Trabalhando em paralelo com a escultura e a fotografia desde os 17 anos, Mariozinho, como seria sempre chamado pelos mais íntimos, aprimorou seus estudos após morar em Berlim com o pai e rodar a Europa. Estudou com o fotógrafo Max Jacob e com o pintor modernista italiano Emilio Vedova (1919-2006). Em 1968, estudou na Arts Students League, em Nova York.
Num dado momento da carreira, percebeu que seria impossível manter em paralelo as atividades de escultor e fotógrafo. Optou pela segunda. "Jorge Amado, assim como outros, gostavam de minhas fotos e diziam que eu devia me dedicar só a ela", contou.
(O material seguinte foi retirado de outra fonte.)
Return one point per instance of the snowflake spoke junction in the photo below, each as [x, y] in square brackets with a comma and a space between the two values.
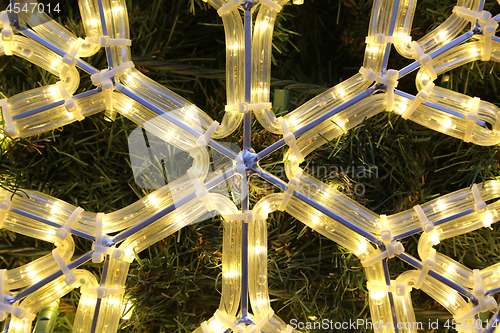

Um sério acidente de carro em 1975 o deixou com as duas pernas quebradas e sobre uma cama por cerca de um ano, levando-o à fotografia de estúdio. Iniciou assim as séries em preto e branco "O Fundo Neutro" e "Meus Personagens", as mais conhecidas de sua trajetória e que constam nas mais prestigiadas coleções particulares e públicas do mundo como a do MoMA (Museu de Arte Moderna de Nova York), a do Tokyo Institute of Polytechnics, a da Fundação Cartier (Paris), entre muitas outras.
Arte colecionável
No contexto da fotografia de arte brasileira, Cravo Neto tem uma importância fundamental: foi um dos primeiros a ter sua obra valorizada pelo mercado de arte internacional, a introduzir no Brasil a ideia da fotografia como objeto de arte colecionável, a discutir tiragem, qualidade de cópia etc.
Para além desse aspecto, a obra de Cravo Neto continuará a ser uma chave fundamental para se discutir um tipo de arte que utiliza elementos mínimos para expressar a ancestralidade do homem, seu lugar no universo, a poética que envolve a noção de passado e futuro etc.
Foi assim, por exemplo, que se deu sua incursão no candomblé. Ao fotografar os ícones ritualísticos da religião afro-brasileira, Cravo Neto buscava de forma muito peculiar conectar objetos, pessoas, atmosfera, símbolos e mitos organizados em sua beleza escultórica para celebrar a pulsão de vida da matéria. A morte como parte dessa pulsão, um ciclo que não cessa.
Com Cravo Neto, a fotografia transgrediu códigos e ampliou suas possibilidades de representação. São raros os artistas que conseguem ampliar o repertório de sua arte dessa maneira. E raros artistas não morrem jamais. Laróyè!